Fine-Tuning Small Language Models with Chain-of-Thought Improves NL2SQL Performance While Reducing Costs

Research shows small language models fine-tuned with Chain-of-Thought reasoning achieve production-grade NL2SQL performance at lower inference costs.

Fine-Tuning Small Language Models with Chain-of-Thought Improves NL2SQL Performance While Reducing Costs

Researchers have demonstrated that fine-tuning small language models with Chain-of-Thought (CoT) reasoning can significantly improve their performance on Natural Language to SQL (NL2SQL) tasks while reducing inference costs, according to a paper published on arxiv.org.

The research reveals a “counter-intuitive scaling phenomenon” where fine-tuning large models like Gemini 2.5 Flash/Lite on standard datasets “yields negligible returns, often leading to overfitting on complex queries,” according to arxiv.org. In contrast, small models such as Qwen showed substantial improvements.

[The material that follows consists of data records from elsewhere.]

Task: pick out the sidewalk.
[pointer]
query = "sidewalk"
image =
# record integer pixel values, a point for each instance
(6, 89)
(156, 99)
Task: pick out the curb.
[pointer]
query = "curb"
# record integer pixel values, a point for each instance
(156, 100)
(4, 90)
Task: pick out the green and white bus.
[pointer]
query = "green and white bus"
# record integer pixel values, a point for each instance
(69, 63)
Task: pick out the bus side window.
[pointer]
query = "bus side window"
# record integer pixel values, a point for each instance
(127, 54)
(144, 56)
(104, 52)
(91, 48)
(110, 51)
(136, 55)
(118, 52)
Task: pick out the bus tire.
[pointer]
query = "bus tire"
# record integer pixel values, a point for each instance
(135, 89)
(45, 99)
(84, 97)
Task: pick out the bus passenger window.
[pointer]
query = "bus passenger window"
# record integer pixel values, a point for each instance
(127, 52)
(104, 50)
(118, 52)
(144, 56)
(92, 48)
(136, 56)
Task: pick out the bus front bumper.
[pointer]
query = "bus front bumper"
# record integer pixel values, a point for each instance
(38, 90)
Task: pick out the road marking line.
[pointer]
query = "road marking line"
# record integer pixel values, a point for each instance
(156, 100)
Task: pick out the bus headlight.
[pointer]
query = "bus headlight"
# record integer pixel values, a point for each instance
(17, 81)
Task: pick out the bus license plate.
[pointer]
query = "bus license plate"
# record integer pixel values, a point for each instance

According to the paper, fine-tuning improved the small model baseline from 36% to 45% accuracy. When researchers enriched the dataset with explicit Chain-of-Thought reasoning, accuracy surged further to 54.5%. While this remains lower than the accuracy of large models like Gemini 2.5, the paper states it “does serve the business goal of significant cost reduction, latency in inference time and also meeting the business critical performance accuracy threshold.”

The findings demonstrate that “transferring reasoning patterns enables compute-efficient smaller models to approach production-grade performance,” according to arxiv.org. This approach addresses the challenge that while Large Language Models have shown “impressive zero-shot capabilities,” their “high inference costs limit deployment at scale” for NL2SQL tasks that remain “a critical bottleneck for democratization of data in enterprises.”